A couple of weeks ago, I wrote briefly about a just-released book entitled Ivory Tower Blues by two Canadian professors, James Cote and Anton Allahar. I received a review copy yesterday and started right in.

Cote and Allahar are telling it like it is. Here are just a few tasty morsels.

“As more and more students with inflated grades, but lower levels of academic interest and ability, have entered Canadian universities year after year, many professors have given in by watering down their courses and inflating grades.”

“In many courses there is little academic substance in which students can engage themselves other than glossy and expensive but dumbed-down textbooks.”

“Canada actually graduated twice as many university students in the 1990s as the number of jobs created during that period that required a university credential. Moreover, four times more community college graduates were produced than could be absorbed in new jobs.”

“Many professors find their jobs difficult when working with undergraduate students who have been implicitly promised a product (degree) in exchange for their tuition.”

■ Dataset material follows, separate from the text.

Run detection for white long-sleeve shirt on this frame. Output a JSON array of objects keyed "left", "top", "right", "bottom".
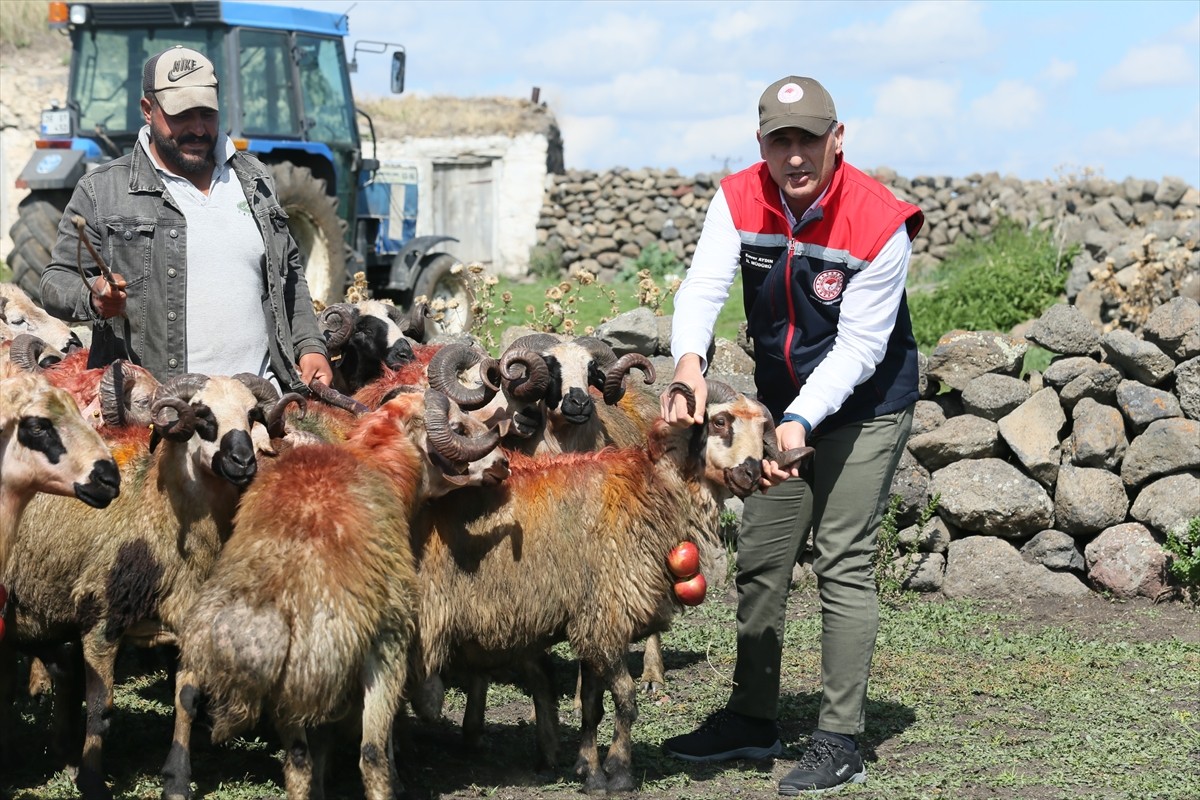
[{"left": 671, "top": 188, "right": 912, "bottom": 428}]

Professor Thomas Collins “admitted to some naivety when he returned to the classroom in the mid-1990s, and considerable shock at how standards had slipped in twenty years and how ill-prepared students were for the English courses he taught, especially first-year courses. From his experiences in the trenches during his first year back, he concluded that he could not ‘assume even a moderate level of literacy from [these students] … Presumably because they think, or have been led to believe, that they are at least proficient in English.”

Higher ed has clearly been oversold in Canada, too.